Besok, akan ada belasan, puluhan, ratusan bahkan mungkin ribuan dokter dan calon dokter yang menyampaikan aspirasi berkaitan dengan berbagai kekurangan program JKN selama lebih 2 tahun.
Rencananya akan mulai dari Bundaran HI sampai istana negara. Protes yang akan disampaikan mulai dari berbagai kekurangan di pembiayaan, keselamatan pasien, mahalnya biaya kesehatan sampai pelecehan profesi dokter.
Aksi ini diprakarsai oleh Dokter Indonesia Bersatu (DIB), sebuah organisasi dokter-dokter yang tidak menjadi saingan Ikatan Dokter Indonesia (IDI), bukan pula organisasi sayap IDI, tetapi hanya berniat lebih vokal menyuarakan kepentingan profesi dokter yang mulai menurun pengakuannya di mata masyarakat.

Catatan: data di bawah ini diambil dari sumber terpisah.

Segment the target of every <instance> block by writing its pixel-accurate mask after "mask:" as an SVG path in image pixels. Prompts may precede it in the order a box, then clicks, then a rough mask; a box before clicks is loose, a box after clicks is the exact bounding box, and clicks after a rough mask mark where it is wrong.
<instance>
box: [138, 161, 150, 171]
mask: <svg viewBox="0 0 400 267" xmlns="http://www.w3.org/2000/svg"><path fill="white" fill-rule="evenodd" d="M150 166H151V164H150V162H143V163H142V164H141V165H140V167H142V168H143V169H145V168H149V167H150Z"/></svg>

IDI sebagai satu-satunya wadah profesi dokter yang diakui undang-undang pasti memiliki perhatian yang sama dengan DIB, namun penyampaian aspirasinya harus melalui rapat kerja formal dengan instansi terkait dan beradu argumenlah disana. Biasanya adu argumentasi ini menguntungkan IDI kalau ada peristiwa luar biasa yang membuat para birokrat dan politikus merasa penting memihak aspirasi dokter, sebaliknya aspirasi tersebut hambar kalau tidak ada peristiwa luar biasa di bidang kesehatan dan menyangkut profesi dokter. Kalau aspirasi tersebut terkesan lebih menguntungkan dokter tetapi kurang berkenan di masyarakat banyak, biasanya langsung tidak disetujui atau versi lunaknya akan dibahas lain waktu. Peserta rapat biasanya beberapa orang pengurus saja.

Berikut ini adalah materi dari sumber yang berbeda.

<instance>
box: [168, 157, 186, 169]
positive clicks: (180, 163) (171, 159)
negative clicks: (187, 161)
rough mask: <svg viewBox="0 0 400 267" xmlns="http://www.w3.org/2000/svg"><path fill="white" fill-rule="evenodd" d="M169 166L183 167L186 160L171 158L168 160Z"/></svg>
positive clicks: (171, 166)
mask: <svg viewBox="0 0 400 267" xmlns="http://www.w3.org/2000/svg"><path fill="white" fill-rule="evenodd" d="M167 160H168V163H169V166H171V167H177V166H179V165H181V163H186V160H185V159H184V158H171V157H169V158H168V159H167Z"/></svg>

Sementara itu, DIB karena susah mendapatkan 'akses' melalui birokrat dan politisi harus membuat sejenis demonstrasi yang damai (dokter akan tidak elok kalau demonstrasinya anarkis) dengan peserta yang seramai mungkin, baru ada jalan didengarkan protesnya dan baru perwakilannya diajak bicara. Atau kalau media banyak meliput. Heboh dulu, baru diajak bicara.
Saya pribadi memilih protes, membuat 'curhat' atau edukasi ke masyarakat melalui berbagai media sosial seperti 'facebook' dan tentu saja Kompasiana, karena kelihatannya beberapa tulisan saya yang menyoroti beberapa masalah BPJS di lapangan, walau pelan namun tampaknya ada tanggapan. Mungkin bukan karena tulisan saya semata, tetapi minimal saya cukup puas sudah menyampaikan aspirasi dan merasa sudah ada tanggapan.
Apapun caranya, dokter tetap berhak menyampaikan aspirasinya lewat berbagai jalur, namun sebaiknya memperhatikan beberapa hal berikut:
1. Jangan terkesan meminta pihak berwenang memihak dokter daripada masyarakat.
2. Jangan terkesan ditunggangi kepentingan politik tertentu.
3. Sebaiknya pelayanan di fasilitas kesehatan tetap dijalankan, ada dokter pengganti.
4. Sebaiknya instansi tempat bekerja tidak keberatan kalau si dokter ikut demonstrasi walaupun tidak memerintahkan. Kalau dilarang dan diancam hukuman, sebaiknya dipikirkan lagi.